Hats off to colleagues over at LA Times for their scoop that the wife of the world’s most wanted drug lord recently traveled to a California hospital to give birth to twins.
The story of Emma Coronel, a former beauty queen who Joaquin “Chapo” Guzman married on her 18th birthday in 2007, is interesting in multiple ways.
Coronel, who apparently holds dual citizenship, can travel in and out of the U.S. at will. She crossed over at Calexico and went to Lancaster (in the greater LA area) and gave birth Aug. 15 at Antelope Valley Hospital so that her twin girls would have automatic U.S. citizenship.

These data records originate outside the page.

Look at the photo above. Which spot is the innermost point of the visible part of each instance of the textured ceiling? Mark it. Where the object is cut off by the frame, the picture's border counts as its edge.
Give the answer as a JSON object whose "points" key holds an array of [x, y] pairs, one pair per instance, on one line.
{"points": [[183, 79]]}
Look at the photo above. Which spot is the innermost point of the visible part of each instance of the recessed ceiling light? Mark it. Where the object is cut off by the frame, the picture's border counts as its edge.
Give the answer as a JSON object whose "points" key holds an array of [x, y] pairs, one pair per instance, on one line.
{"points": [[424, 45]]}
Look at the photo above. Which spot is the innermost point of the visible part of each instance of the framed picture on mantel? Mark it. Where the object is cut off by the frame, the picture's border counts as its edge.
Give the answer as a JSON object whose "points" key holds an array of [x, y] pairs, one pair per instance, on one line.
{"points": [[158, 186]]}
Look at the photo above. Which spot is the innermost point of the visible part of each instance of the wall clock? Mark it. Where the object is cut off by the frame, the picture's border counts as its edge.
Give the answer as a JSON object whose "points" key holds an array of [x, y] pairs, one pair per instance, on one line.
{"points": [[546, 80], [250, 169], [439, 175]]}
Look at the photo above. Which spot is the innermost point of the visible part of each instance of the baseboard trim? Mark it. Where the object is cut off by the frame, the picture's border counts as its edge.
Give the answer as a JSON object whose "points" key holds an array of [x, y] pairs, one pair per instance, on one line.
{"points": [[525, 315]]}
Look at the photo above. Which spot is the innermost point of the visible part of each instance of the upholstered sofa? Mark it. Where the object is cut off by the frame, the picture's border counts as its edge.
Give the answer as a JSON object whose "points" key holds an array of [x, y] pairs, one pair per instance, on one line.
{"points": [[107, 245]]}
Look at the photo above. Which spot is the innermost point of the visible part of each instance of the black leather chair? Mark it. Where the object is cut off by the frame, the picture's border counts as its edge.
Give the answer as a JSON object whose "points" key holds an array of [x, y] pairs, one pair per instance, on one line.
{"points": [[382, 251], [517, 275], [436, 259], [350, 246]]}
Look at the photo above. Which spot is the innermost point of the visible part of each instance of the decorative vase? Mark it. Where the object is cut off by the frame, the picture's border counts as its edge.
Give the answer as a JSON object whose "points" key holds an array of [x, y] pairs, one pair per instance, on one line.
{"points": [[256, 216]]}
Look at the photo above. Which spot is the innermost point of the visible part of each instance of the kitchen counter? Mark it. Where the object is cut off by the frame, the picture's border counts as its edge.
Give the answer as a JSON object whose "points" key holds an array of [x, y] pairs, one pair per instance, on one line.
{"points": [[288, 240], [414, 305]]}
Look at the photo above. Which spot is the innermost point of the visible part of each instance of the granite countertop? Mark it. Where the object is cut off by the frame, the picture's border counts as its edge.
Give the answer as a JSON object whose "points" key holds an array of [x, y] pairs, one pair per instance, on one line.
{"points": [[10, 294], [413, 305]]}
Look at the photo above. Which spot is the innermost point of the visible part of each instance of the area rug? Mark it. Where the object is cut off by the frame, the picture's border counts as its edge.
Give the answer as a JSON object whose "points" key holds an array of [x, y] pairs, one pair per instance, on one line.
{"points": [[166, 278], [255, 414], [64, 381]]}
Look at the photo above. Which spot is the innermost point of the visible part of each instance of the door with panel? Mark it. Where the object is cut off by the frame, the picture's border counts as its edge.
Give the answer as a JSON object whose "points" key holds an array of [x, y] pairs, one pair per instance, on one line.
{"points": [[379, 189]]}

Feds told the LA Times that no charges are pending against Coronel so they couldn’t arrest her. But they kept an eye on her. On the birth certificates, the name of the father is left blank. The story also notes that while Coronel might have given useful information on her husband’s whereabouts, the problem is not locating him but ensuring that Mexican troops can seize him.
My first thought on reading this was how astonishingly many of the family members of top narcos seem to have U.S. citizenship or active U.S. visas. That certainly was the case in Colombia in the 1990s. I recall visiting a sprawling ranch owned by a confessed drug smuggler, accompanying his Miami lawyer, long before the man went to a U.S. prison, and realizing that his immediate family seemed to travel all the time to Florida for shopping trips. They were all decked out in clothes that I thought were slightly peculiar, only later to learn that “Prada” was a really expensive designer brand. (OK, so I don’t read GQ. This was, like, 1998.)
The U.S. government increasingly uses denial of visas as a political weapon against corrupt politicians in Latin America. Panama’s tourism minister no longer has an active U.S. visa, according to press reports, and numerous Honduran politicians had visas cancelled after the 2009 coup.
The granting of visas _ and monitoring of the suspicious people who have them while they are in the United States _ may also be a valuable tool.
This all comes to mind because I’m headed to the Miami airport in an hour or two to return to Mexico, and came through there before the weekend. It is always entertaining to observe the immigration agents do their jobs, the lines of fidgety travelers, and particularly the behavior of those travelers who seem to arouse the interest of the agents as they present their passports.